Sales jumped 23% last quarter — the 5th straight quarter of growth. Mar 26 sales were ₹1,564 Cr, up 23% on the same quarter last year.
Are Wheels India Ltd's profits growing?
Profit exploded 51% — mostly from selling more. Mar 26 profit after tax was ₹59.0 Cr, up 51% year on year.
What are Wheels India Ltd's operating margins?
Margins have been rebuilt — 4.8% in FY23 to 7.6% now. In the most recent quarter, of every ₹100 of sales, the company keeps ₹8.1 as operating profit — unchanged from a year ago.
What is Wheels India Ltd's long-term growth record?
Revenue grew from ₹1,987 Cr in FY16 to ₹5,465 Cr in FY26 — a 10.6% compound annual growth rate over 10 years. Profit after tax compounded at 14.4% over the same period (₹41 Cr → ₹158 Cr).
Is Wheels India Ltd stock in an uptrend?
Stage 2: the trend is up, and has been for 57 weeks. Wheels India Ltd is in Stage 2 — advancing, 57 weeks in (confirmed). Stages follow Stan Weinstein's four-phase read of weekly price against the 200-day average: basing (1), advancing (2), topping (3), declining (4).
Why is Wheels India Ltd stock rising?
The price is up 96% over the past year, in a confirmed Stage 2 uptrend (57 weeks), and has beaten NIFTY 500 for 27 weeks. Earnings are moving with the price — this is a profit-backed move, not a pure re-rating. Since 2017, the price is up 130% while earnings per share moved 125%.
Is Wheels India Ltd beating the NIFTY 500?

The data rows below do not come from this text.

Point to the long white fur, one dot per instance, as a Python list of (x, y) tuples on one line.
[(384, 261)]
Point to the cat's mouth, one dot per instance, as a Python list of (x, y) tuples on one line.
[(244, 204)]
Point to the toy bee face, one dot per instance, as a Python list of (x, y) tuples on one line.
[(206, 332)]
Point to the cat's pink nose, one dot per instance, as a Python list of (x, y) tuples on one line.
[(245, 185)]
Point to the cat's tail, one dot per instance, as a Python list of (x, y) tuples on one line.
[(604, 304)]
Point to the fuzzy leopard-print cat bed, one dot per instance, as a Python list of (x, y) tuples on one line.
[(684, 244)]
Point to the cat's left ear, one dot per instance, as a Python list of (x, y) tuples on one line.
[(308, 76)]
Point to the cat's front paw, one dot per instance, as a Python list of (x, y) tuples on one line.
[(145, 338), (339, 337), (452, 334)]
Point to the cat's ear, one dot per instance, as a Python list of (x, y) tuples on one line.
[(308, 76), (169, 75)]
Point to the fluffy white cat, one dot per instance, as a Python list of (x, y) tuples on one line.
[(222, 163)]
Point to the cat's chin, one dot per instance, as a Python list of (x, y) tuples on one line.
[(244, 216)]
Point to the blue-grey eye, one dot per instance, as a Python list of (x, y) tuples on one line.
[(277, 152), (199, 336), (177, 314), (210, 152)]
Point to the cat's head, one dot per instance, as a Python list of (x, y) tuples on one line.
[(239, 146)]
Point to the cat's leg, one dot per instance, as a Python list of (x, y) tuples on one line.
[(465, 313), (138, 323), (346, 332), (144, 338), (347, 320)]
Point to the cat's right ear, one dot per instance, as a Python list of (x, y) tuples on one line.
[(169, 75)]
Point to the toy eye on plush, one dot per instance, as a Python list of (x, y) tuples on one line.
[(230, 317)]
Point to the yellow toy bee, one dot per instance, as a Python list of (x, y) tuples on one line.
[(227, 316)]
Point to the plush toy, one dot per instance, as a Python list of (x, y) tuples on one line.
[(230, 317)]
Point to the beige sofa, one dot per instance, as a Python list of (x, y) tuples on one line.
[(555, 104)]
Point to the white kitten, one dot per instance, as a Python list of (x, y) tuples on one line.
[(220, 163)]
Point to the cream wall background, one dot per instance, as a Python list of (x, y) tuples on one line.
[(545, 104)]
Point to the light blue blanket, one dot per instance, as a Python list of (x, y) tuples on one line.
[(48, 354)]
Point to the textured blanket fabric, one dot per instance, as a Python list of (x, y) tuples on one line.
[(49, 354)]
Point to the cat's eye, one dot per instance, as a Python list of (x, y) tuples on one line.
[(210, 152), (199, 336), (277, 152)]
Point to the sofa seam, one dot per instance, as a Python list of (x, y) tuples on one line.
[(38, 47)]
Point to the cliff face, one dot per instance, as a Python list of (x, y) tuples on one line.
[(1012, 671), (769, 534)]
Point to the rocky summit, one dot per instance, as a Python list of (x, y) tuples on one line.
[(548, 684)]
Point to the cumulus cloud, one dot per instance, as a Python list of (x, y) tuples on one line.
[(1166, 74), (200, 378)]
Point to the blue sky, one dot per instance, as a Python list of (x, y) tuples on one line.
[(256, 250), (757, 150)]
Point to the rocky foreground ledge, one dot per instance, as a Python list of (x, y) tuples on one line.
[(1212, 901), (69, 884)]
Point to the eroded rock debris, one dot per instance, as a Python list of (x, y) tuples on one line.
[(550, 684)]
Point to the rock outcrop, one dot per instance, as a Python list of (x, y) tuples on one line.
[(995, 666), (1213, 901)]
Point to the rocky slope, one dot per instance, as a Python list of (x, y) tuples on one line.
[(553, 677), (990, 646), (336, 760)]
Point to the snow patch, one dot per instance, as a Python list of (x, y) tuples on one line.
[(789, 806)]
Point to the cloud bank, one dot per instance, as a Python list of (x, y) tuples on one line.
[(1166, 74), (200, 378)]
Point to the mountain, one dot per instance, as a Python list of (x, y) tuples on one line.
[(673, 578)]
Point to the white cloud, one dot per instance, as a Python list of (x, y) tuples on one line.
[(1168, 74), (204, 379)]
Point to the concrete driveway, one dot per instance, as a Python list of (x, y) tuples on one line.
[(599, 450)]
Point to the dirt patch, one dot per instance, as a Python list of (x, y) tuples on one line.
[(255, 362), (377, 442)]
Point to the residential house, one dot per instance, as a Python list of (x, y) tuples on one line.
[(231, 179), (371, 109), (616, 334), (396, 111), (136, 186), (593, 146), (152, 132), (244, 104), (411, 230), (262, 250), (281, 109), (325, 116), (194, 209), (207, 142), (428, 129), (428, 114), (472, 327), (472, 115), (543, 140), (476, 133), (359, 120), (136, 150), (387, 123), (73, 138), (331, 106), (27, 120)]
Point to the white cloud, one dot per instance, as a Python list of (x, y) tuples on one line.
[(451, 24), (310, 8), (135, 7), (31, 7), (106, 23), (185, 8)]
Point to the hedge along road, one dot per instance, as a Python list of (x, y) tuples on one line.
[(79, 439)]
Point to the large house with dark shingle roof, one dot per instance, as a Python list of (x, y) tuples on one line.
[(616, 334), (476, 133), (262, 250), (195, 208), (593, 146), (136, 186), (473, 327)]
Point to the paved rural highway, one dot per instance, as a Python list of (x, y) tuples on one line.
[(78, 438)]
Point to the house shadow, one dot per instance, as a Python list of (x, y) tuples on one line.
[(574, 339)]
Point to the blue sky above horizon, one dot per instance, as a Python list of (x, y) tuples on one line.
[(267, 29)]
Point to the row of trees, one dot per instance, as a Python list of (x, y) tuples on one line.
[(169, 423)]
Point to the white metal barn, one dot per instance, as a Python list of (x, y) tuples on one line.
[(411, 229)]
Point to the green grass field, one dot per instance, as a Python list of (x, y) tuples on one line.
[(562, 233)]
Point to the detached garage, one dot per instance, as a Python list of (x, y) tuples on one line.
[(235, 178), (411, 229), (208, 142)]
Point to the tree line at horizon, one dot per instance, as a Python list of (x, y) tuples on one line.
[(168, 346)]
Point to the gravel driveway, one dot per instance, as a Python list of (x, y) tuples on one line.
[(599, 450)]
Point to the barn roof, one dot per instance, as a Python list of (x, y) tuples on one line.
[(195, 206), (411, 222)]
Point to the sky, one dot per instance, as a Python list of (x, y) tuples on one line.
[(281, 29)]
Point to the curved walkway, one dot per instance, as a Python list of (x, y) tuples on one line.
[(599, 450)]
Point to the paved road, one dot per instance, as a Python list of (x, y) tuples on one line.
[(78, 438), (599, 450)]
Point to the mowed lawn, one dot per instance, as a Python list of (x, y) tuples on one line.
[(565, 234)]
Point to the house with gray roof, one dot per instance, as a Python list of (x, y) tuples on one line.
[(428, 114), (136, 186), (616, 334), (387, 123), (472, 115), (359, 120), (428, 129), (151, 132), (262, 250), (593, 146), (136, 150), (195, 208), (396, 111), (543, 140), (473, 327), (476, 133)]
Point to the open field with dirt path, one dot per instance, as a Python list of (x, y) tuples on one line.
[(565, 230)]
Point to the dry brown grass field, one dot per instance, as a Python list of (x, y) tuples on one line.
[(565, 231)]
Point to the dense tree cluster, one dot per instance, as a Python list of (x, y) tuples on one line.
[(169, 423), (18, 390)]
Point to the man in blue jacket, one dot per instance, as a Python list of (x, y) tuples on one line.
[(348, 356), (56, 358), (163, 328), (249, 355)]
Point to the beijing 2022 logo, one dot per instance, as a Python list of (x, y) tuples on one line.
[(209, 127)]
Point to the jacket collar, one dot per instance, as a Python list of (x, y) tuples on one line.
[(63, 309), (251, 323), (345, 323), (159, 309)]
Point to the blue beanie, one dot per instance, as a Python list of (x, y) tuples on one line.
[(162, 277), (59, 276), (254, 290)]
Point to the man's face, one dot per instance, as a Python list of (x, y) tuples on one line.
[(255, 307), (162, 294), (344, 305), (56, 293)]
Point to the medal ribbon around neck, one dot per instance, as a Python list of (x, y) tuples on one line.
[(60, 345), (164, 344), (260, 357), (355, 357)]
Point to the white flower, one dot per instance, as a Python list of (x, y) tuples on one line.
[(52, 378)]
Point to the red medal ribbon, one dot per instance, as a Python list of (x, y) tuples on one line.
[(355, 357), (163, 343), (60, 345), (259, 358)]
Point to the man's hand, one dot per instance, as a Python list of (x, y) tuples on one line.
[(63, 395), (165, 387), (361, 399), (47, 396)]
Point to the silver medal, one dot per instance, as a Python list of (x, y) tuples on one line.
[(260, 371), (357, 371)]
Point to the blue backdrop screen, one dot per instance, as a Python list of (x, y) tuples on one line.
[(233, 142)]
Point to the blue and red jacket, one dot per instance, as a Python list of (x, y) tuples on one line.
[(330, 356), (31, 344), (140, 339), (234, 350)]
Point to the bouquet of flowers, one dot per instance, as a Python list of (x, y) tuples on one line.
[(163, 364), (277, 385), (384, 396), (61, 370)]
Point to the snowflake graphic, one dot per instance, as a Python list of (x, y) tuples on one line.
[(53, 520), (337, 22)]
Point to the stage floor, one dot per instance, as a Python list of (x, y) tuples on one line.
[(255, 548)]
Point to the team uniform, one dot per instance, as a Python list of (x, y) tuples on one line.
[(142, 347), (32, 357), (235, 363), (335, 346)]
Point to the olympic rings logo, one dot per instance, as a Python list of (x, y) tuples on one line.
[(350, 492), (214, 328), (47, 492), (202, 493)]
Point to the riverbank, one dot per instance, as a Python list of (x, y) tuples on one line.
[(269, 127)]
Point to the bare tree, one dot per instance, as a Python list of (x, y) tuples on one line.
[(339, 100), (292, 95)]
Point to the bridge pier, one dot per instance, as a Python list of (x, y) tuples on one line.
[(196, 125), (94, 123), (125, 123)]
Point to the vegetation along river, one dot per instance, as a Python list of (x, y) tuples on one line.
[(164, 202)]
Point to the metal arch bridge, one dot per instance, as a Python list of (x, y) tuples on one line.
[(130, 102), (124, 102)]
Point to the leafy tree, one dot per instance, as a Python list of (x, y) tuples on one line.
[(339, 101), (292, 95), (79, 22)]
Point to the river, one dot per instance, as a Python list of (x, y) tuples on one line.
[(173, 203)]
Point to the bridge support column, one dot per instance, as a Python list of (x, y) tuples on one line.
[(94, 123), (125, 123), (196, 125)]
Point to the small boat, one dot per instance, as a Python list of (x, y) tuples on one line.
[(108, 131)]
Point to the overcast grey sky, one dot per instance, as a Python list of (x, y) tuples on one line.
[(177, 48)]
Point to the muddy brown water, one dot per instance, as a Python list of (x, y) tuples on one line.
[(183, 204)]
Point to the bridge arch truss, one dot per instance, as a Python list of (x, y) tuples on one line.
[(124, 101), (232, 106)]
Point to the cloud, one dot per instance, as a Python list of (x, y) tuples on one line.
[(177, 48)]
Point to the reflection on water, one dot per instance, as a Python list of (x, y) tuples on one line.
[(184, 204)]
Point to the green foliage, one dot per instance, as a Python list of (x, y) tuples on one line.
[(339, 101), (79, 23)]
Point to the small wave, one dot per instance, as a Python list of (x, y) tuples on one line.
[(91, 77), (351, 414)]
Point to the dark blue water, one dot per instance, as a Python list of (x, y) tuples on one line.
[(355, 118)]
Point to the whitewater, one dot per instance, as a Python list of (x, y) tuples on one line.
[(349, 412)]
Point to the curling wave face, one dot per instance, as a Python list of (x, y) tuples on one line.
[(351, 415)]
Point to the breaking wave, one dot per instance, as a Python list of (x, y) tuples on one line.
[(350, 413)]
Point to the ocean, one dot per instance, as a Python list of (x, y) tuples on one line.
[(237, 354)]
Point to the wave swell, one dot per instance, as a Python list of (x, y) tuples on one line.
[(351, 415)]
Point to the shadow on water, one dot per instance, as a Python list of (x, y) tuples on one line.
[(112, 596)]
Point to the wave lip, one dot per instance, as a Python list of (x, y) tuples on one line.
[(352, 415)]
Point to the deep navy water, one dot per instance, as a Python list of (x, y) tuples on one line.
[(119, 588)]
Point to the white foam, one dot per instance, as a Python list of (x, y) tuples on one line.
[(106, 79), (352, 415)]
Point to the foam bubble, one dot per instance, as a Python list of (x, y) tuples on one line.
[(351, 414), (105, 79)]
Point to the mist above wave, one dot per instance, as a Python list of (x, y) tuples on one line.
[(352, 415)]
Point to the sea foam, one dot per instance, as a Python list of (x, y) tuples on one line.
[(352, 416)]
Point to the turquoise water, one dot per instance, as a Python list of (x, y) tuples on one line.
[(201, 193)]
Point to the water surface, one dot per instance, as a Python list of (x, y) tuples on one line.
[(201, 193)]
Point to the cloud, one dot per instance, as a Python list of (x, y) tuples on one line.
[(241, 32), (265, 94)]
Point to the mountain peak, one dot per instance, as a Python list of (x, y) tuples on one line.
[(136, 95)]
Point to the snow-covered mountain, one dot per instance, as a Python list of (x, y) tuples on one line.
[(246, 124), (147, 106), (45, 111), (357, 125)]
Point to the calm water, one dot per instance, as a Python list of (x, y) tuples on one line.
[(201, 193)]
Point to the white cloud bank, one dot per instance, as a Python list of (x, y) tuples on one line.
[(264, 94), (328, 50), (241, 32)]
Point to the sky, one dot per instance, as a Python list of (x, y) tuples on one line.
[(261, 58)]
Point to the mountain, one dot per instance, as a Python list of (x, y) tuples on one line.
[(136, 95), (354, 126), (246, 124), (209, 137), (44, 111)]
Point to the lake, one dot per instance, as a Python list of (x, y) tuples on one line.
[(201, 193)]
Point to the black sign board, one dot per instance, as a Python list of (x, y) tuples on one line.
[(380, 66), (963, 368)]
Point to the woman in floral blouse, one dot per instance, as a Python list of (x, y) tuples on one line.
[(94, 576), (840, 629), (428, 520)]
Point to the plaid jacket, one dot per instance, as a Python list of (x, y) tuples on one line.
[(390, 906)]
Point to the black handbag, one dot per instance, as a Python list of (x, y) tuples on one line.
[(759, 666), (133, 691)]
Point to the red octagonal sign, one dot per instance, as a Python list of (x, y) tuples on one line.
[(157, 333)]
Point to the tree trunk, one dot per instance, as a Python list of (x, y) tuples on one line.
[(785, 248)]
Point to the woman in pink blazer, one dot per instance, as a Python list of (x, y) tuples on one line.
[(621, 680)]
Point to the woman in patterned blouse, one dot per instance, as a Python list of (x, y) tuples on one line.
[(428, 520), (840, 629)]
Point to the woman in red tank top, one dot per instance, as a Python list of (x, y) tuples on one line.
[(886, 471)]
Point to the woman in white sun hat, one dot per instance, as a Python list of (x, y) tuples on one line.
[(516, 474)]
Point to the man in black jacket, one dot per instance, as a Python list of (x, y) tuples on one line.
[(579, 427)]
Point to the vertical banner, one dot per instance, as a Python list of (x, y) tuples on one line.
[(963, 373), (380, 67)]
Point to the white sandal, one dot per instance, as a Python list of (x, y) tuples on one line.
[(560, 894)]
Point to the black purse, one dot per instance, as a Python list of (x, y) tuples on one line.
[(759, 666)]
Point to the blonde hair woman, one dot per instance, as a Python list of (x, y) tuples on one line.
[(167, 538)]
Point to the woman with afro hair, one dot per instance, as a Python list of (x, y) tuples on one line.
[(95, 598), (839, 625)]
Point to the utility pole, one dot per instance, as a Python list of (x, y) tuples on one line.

Yes — beating NIFTY 500 for 27 weeks, as of 1 July 2026. Relative strength is measured weekly against the NIFTY 500 (Mansfield RS): a positive reading means the stock has outperformed the index over the trailing window, week after week.
Where is Wheels India Ltd in its business cycle?
The data reads Wheels India Ltd as a deep cyclical business currently in its expansion phase — earnings at an all-time high for this company, valuation at the 51st percentile. Profits swing violently in this business — a 100% peak-to-trough profit collapse. That is what “deep cyclical” means: the same company looks brilliant at the top of its cycle and broken at the bottom.
Who owns Wheels India Ltd — what is the promoter holding?
Promoters hold 58.3%, essentially unchanged. Foreign funds own 1.1%, domestic funds 9.6%. Meanwhile domestic funds have been the sellers — from 20.0% to 9.6% over the window. Someone on the other side of the table disagrees; both sides count. Shareholding is from Screener's quarterly filings data.
Does Wheels India Ltd have too much debt?
Debt is present but comfortable. For every ₹100 shareholders have put in (and left in), the company has borrowed ₹74 — total borrowings have grown from ₹386 Cr to ₹768 Cr over the window.
What is the bull case for Wheels India Ltd?
Profits have nearly tripled in two years, the price has kept pace — no more, no less. Best thing in the data: profit rising (₹39.0 Cr → ₹59.0 Cr). Sales jumped 23% last quarter — the 5th straight quarter of growth.
What is the bear case for Wheels India Ltd — what could break the story?
Biggest worry: domestic-fund holding falling (11.7% → 9.6%). A failure to pass on raw material inflation leading to OPM compressing below 6%, or further delays in the aluminum wheel capacity expansion beyond FY27. The nearest-term thing to watch: if quarterly growth slips below 11%, the story weakens. This falsification condition is stated up front so the thesis can be checked against incoming quarters, not defended after the fact.
Is Wheels India Ltd a stock worth studying right now?
Sector Alpha does not publish buy or sell recommendations — this is a research read, not advice. What the data says: strong on the data — worth the deeper look if the story keeps its promises. The numbers lean positive, and the price is roughly fair to the delivery so far. Across the 7-model scorecard the composite research signal is study deeper at 76% confidence. This is machine-written research compiled from Screener data — every number traces to its source — and it is not investment advice. Do your own diligence.